Failure events occur during fleet operation and spare parts must be available to keep aircraft flying. To deal with these failure events and prevent Aircraft on Ground (AOG) events from happening, aircraft operators have to maintain a spare parts inventory. An inventory control program is implemented in order to fulfill the highest possible number of spare parts demand at the least possible cost.
There is a set of classical inventory control models described in literature that can be used to establish an inventory control policy. Most of these models define an inventory policy based on total cost minimization. Inventory total cost is commonly broken down into or including the following factors:
Ordering Cost: The ordering cost is composed by two components: the acquisition cost and the setup cost. The acquisition cost is the price of the acquired spare parts, and it is proportional to the lot size. The setup cost is a constant cost that represents the administrative cost of placing and processing a new order.
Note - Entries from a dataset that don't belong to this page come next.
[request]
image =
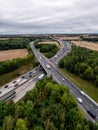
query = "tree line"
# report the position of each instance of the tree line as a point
(10, 65)
(48, 106)
(83, 62)
(49, 50)
(14, 43)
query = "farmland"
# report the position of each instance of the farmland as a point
(13, 54)
(89, 45)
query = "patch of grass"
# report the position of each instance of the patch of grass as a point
(5, 78)
(84, 85)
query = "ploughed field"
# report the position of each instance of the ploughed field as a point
(89, 45)
(49, 42)
(13, 54)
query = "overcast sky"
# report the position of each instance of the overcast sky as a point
(48, 16)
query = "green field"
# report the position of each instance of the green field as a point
(5, 78)
(84, 85)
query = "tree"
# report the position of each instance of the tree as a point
(8, 123)
(20, 125)
(38, 128)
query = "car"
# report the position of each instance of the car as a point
(79, 100)
(82, 92)
(23, 77)
(14, 82)
(48, 66)
(91, 114)
(30, 72)
(15, 85)
(6, 86)
(34, 71)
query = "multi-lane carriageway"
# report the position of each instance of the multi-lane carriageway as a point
(31, 78)
(87, 103)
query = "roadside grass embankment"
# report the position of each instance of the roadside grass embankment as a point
(5, 78)
(84, 85)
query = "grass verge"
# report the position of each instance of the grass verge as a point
(84, 85)
(5, 78)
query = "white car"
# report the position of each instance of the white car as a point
(82, 92)
(79, 100)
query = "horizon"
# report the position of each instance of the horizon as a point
(48, 17)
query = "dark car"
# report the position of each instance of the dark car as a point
(23, 77)
(91, 114)
(6, 86)
(15, 85)
(14, 82)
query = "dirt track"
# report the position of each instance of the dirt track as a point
(90, 45)
(12, 54)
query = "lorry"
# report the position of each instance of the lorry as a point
(48, 66)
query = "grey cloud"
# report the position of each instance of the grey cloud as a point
(48, 16)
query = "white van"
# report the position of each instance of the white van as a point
(79, 100)
(41, 76)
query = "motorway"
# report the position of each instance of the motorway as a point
(88, 104)
(27, 81)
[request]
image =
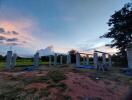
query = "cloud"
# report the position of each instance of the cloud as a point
(2, 38)
(12, 40)
(20, 33)
(47, 51)
(2, 30)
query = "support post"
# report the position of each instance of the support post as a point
(84, 61)
(110, 61)
(8, 59)
(68, 59)
(14, 57)
(61, 59)
(50, 62)
(77, 59)
(95, 59)
(55, 59)
(87, 60)
(36, 60)
(104, 58)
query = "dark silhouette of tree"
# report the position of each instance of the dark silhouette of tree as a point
(120, 29)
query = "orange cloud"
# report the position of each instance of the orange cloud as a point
(25, 28)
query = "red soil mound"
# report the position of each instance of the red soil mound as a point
(82, 86)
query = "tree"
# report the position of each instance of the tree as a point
(120, 29)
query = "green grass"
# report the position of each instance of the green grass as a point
(21, 63)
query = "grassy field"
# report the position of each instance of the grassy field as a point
(21, 63)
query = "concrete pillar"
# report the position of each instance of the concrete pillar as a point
(68, 59)
(84, 61)
(77, 59)
(8, 59)
(61, 59)
(55, 59)
(129, 56)
(87, 60)
(95, 59)
(14, 57)
(50, 62)
(110, 61)
(104, 58)
(36, 60)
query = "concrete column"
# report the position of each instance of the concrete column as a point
(104, 58)
(95, 59)
(68, 59)
(55, 59)
(77, 59)
(36, 60)
(84, 61)
(8, 59)
(50, 62)
(61, 59)
(87, 60)
(110, 61)
(14, 57)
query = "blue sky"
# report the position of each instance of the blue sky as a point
(62, 24)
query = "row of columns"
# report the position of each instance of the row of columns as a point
(10, 60)
(61, 59)
(95, 59)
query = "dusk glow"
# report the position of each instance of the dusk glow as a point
(63, 24)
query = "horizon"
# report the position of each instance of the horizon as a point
(55, 25)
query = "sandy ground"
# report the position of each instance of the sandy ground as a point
(80, 86)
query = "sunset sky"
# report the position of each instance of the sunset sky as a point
(60, 25)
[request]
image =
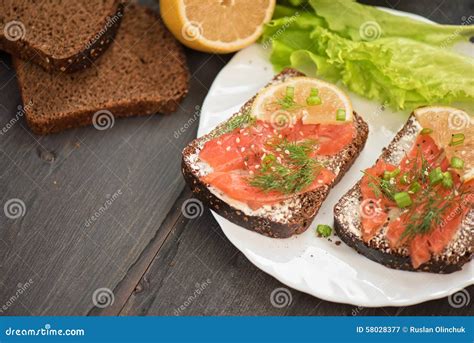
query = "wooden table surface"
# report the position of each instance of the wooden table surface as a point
(141, 248)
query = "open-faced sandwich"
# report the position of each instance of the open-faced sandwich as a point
(271, 165)
(414, 209)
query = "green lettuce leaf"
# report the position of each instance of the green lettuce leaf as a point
(398, 71)
(361, 22)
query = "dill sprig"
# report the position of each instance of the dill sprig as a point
(381, 187)
(292, 172)
(238, 121)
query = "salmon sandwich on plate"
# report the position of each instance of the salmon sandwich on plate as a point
(271, 165)
(414, 209)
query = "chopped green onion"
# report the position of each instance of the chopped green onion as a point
(341, 115)
(324, 230)
(404, 179)
(402, 199)
(457, 163)
(390, 175)
(426, 131)
(457, 139)
(313, 100)
(436, 176)
(447, 180)
(414, 187)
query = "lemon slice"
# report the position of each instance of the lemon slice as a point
(216, 26)
(443, 123)
(311, 100)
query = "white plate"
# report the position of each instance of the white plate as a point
(307, 263)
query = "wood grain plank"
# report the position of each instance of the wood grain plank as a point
(199, 272)
(63, 179)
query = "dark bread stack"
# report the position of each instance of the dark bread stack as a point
(142, 72)
(59, 35)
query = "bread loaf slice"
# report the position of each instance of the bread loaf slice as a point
(347, 221)
(293, 216)
(59, 35)
(143, 72)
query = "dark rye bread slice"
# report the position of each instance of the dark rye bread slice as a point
(348, 225)
(282, 220)
(143, 72)
(59, 35)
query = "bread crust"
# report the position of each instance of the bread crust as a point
(27, 51)
(42, 123)
(393, 259)
(311, 201)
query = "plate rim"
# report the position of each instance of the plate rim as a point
(299, 286)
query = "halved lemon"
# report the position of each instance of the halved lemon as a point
(216, 26)
(453, 130)
(311, 100)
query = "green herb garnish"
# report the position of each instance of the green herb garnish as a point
(288, 101)
(457, 139)
(341, 115)
(313, 98)
(289, 173)
(402, 199)
(457, 163)
(239, 121)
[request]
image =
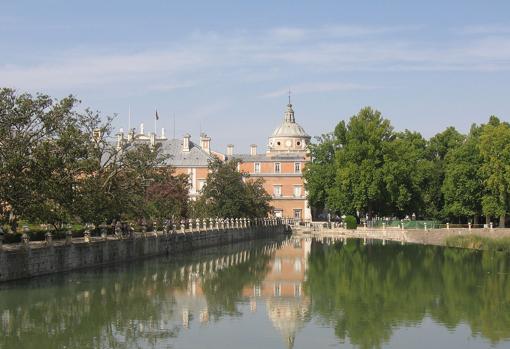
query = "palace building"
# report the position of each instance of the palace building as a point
(281, 167)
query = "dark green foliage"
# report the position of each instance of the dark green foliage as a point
(59, 165)
(367, 168)
(230, 193)
(350, 222)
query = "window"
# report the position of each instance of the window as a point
(277, 190)
(297, 264)
(277, 266)
(297, 290)
(277, 290)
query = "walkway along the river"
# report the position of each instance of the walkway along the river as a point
(29, 259)
(416, 236)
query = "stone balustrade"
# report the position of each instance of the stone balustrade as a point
(31, 258)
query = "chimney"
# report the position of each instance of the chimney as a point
(185, 142)
(230, 149)
(205, 143)
(152, 139)
(120, 138)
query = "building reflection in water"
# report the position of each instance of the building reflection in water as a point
(281, 289)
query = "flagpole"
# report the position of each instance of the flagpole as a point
(129, 118)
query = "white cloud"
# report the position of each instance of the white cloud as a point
(248, 56)
(314, 87)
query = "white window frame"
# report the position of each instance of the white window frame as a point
(300, 191)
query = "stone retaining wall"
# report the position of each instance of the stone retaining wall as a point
(417, 236)
(34, 259)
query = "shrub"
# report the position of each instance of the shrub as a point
(351, 222)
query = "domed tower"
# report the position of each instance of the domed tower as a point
(289, 137)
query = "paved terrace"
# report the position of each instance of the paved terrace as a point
(418, 236)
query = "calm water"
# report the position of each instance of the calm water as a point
(279, 294)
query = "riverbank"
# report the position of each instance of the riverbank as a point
(18, 261)
(438, 237)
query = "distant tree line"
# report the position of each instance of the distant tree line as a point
(365, 167)
(59, 164)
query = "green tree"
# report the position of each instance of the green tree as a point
(405, 172)
(437, 149)
(319, 174)
(230, 193)
(463, 183)
(495, 152)
(359, 159)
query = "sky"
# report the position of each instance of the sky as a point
(225, 67)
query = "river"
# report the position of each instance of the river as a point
(292, 293)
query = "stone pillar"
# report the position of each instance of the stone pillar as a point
(48, 238)
(118, 230)
(69, 237)
(2, 236)
(103, 231)
(86, 234)
(25, 238)
(144, 228)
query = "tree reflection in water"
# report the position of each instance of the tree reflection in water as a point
(139, 306)
(363, 292)
(367, 291)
Holding Cost: The holding cost (also known as storage cost) is the cost of keeping a spare part in the inventory from the moment it is bought to the moment it is actually used. In some models, the holding cost is expressed as a fraction of the spare part price per year. Holding cost comprises all cost related to spare part storage such as capital cost, warehouse rental cost, insurance cost, etc.
Stockout Cost: The stockout cost is the cost related to system unavailability for not having a spare part on hand to immediately replace a failed component. It is usually proportional to the time the system stays out of operation waiting for the spare part. Intangible costs such as company reputation and costumer satisfaction can be included in the stockout cost, when good estimations for these costs can be made.
The [R, Q] model is an easy-to-implement, typical model for inventory control. See e.g., Kennedy et al, “An Overview of Recent Literature On Spare Parts Inventories”, Int'l Journal of Production Economics, 76:201-15 (2002); Sun et al, “Multi-echelon Inventory Optimal Model of Civil Aircraft Spare Parts,” Chinese Control and Decision Conference, 824-28 (2010), both incorporated by reference. In this model, the inventory is continuously monitored and whenever the effective stock level drops to R units, an order for Q more units is placed to replenish the inventory. The effective stock is the sum of spare parts in the warehouse and replenishments ordered but not yet received.
The performance of the [R, Q] model depends on the quality of future demands forecast. When the accuracy of future demands estimations increases, the safety inventory level needed to fulfill demands and meet service level requirements decreases and the performance of the inventory management is positively affected. In most applications, the historical demand distribution is used to forecast future demands. However, past demands may not provide a good information for future demands forecast, especially when demand behavior can vary over time.
One of the disadvantages of the classical [R, Q] model is that both the reorder point R and the lot size Q are fixed. In most applications, the use of the [R, Q] model leads to good average demands estimations. However, this model does not estimate demand fluctuations around the average.